Les «Sans-culottes» portaient aussi un bonnet phrygien. Ce bonnet révolutionnaire a une origine controversée. Selon les uns, chez les Grecs et les Romains, c'était le couvre-chef des esclaves affranchis. Selon d'autres, c'était le couvre-chef des montagnards catalans, que les Marseillais portaient quand ils arrivèrent à Paris en 1792. Selon d'autres encore, c'était celui des bagnards brestois qui débarquèrent à Paris en 1792 après leur libération.
En fait, le bonnet comme symbole de la liberté existait lors de la guerre d'indépendance américaine, vingt ans plus tôt. En 1781, Franklin fait figurer le bonnet sur une médaille commémorant la liberté. L'Etat de New-York, associé à la Proclamation d'indépendance du 4 juillet 1776, porte sur son drapeau le bonnet, porté au bout d'une pique par la Liberté.

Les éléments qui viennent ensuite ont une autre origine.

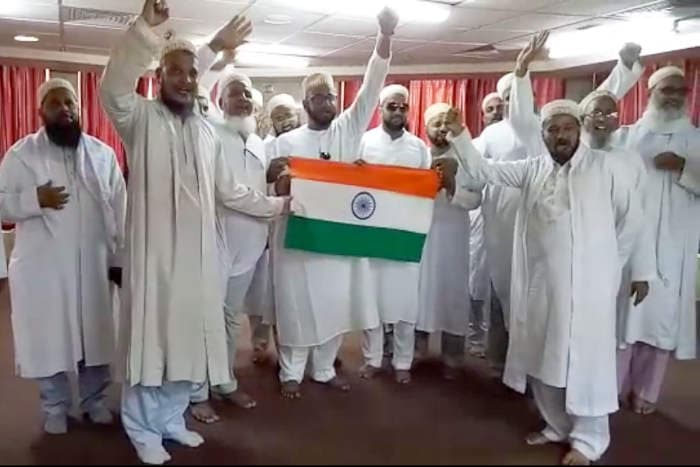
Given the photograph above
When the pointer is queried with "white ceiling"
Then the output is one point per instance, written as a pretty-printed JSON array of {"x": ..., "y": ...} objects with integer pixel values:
[{"x": 498, "y": 27}]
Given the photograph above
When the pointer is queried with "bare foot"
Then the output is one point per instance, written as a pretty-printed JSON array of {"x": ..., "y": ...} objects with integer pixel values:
[
  {"x": 449, "y": 373},
  {"x": 574, "y": 457},
  {"x": 402, "y": 376},
  {"x": 203, "y": 412},
  {"x": 338, "y": 383},
  {"x": 240, "y": 399},
  {"x": 536, "y": 439},
  {"x": 291, "y": 390},
  {"x": 368, "y": 371},
  {"x": 642, "y": 407}
]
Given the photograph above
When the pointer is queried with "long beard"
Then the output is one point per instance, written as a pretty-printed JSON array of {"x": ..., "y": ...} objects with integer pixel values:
[
  {"x": 65, "y": 136},
  {"x": 246, "y": 125}
]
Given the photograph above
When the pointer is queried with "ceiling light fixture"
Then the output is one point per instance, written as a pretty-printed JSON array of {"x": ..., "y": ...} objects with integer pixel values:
[
  {"x": 413, "y": 11},
  {"x": 271, "y": 60},
  {"x": 24, "y": 38}
]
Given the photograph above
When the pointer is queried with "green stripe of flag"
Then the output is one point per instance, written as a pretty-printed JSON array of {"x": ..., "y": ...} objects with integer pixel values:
[{"x": 335, "y": 238}]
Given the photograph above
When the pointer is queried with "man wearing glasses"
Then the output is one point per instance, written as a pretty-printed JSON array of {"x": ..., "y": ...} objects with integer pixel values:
[{"x": 668, "y": 144}]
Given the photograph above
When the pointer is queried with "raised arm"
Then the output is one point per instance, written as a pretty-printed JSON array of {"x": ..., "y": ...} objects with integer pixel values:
[
  {"x": 626, "y": 73},
  {"x": 480, "y": 170},
  {"x": 128, "y": 61},
  {"x": 358, "y": 116}
]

Comme en Bretagne, le bonnet symbolise à la fois la révolte sociale et l'aspiration à la liberté politique. La Révolution française, avec son bonnet phrygien, n'a rien inventé.
Un symbole peut être dévastateur. Le 20 juin 1792, la foule envahit le palais des Tuileries. Les Sans-culottes demandent au roi Louis XVI de porter le bonnet. Il accepte. C'est la déchéance de la monarchie aux yeux de tous. Le roi n'était plus au-dessus du peuple et au-dessus du droit commun. Trois semaines plus tard, personne ne crie «Vive le Roi !» lors de la fête de la Fédération, le 14 juillet. Moins d'un mois après, le 10 août, la chute de la monarchie est consommée.
L'une des premières décisions des nouveaux maîtres fut l'abolition des lois somptuaires. Le 29 octobre 1793, un édit proclame que «nulle personne de l'un ou l'autre sexe ne pourra contraindre aucun citoyen et citoyenne de se vêtir de façon particulière».
Les Bretons profitèrent de cette abolition, à leur manière à la fois fantasque et festive. Les coiffes et les vêtements des femmes se garnirent de dentelles et de couleurs exubérantes. Les chapeaux des hommes atteignirent des tailles parfois extravagantes. Les caprices locaux du marché des étoffes, en croisant les vieilles solidarités claniques, finirent par créer des «gizioù», des modes locales. «Kant Bro, kant giz» (cent pays, cent guises) dit-on. Ces guises évoluèrent au cours des générations, depuis la fin du 18ème siècle jusqu'au milieu du 20ème siècle, où elles finirent par s'éteindre. Elles restent néanmoins un élément culturel dont l'importance dépend du regard de chacun.